TENDENCIAS
Opinión

Kirk, Riefenstahl, la cultura y la barbarie

¿No nos había prevenido ya Goethe de la relación entre intelecto, poder y violencia? Hay que ser muy ingenuo o muy iletrado —o ambas cosas— para tragarse la milonga de que el reino de las palabras no es de este mundo.

¿QUIERES COLABORAR CON ETHIC?

Si quieres apoyar el periodismo de calidad y comprometido puedes hacerte socio de Ethic y recibir en tu casa los 4 números en papel que editamos al año a partir de una cuota mínima de 30 euros, (IVA y gastos de envío a ESPAÑA incluidos).

COLABORA
02
octubre
2025
Leni Riefenstahl en el rodaje de ‘Tierra baja’ en 1940.

Una de las muchas virtudes del documental Riefenstahl, de Andres Veiel (mejor documental en Venecia el año pasado, se puede ver en Filmin), es que araña la zona más oscura de la directora de El triunfo de la voluntad. En 1939, recién empezada la guerra, Leni Riefenstahl acompañó al ejército alemán en la invasión de Polonia. Llegó a Konskie, un pueblito a mitad de camino entre Varsovia y Cracovia, y desde allí se volvió a Berlín, abandonó su proyecto de reportera de guerra, se puso a hacer óperas y se desentendió de la propaganda y del cine el resto de la guerra. El documental sobre el glorioso avance nazi en Polonia lo terminó Fritz Hippler, y el nombre de Riefenstahl desapareció de los créditos.

¿Qué sucedió en Konskie? ¿Qué apagó el ardor guerrero y el entusiasmo nacionalsocialista de la cineasta más famosa del régimen?

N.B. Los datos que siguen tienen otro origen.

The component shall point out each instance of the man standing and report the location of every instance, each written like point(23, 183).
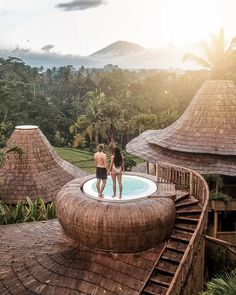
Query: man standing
point(101, 169)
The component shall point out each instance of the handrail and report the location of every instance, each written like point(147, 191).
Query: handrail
point(193, 183)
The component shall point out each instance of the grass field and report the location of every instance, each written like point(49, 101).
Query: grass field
point(82, 158)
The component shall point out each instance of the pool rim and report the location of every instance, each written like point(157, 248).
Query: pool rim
point(117, 200)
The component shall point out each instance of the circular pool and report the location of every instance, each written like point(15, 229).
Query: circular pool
point(119, 225)
point(134, 187)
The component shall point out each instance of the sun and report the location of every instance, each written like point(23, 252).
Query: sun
point(188, 21)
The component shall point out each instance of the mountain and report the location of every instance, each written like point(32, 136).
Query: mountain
point(121, 53)
point(119, 48)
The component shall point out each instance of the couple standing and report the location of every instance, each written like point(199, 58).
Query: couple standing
point(116, 170)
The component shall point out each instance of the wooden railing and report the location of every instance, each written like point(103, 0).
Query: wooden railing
point(193, 183)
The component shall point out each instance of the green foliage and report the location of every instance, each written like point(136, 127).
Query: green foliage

En el documental de Veiel se habla de una carta, fechada en 1952, en la que un ayudante de su marido acusaba a la directora de haber asistido a —e incluso instigado— una matanza de veintidós judíos. El relato sería cómico si la tragedia no quitase de antemano las ganas de reír. Según esta versión, Riefenstahl estaba filmando a unos soldados que dirigían los trabajos forzados de unos prisioneros judíos. Como la escena no parecía muy edificante ni ilustraba la heroicidad de los militares arios, sino que más bien los mostraba como unos sádicos que se cebaban con unas personas desgraciadas e indefensas, pidió que quitaran de ahí a los judíos. Los oficiales entendieron la orden a la manera nazi, y en lugar de apartar unos metros a los prisioneros para sacarlos del tiro de cámara, los llevaron a un paredón y los mataron. Esto fue lo que horrorizó a Riefenstahl, quien se subió al coche y regresó a Berlín a escape.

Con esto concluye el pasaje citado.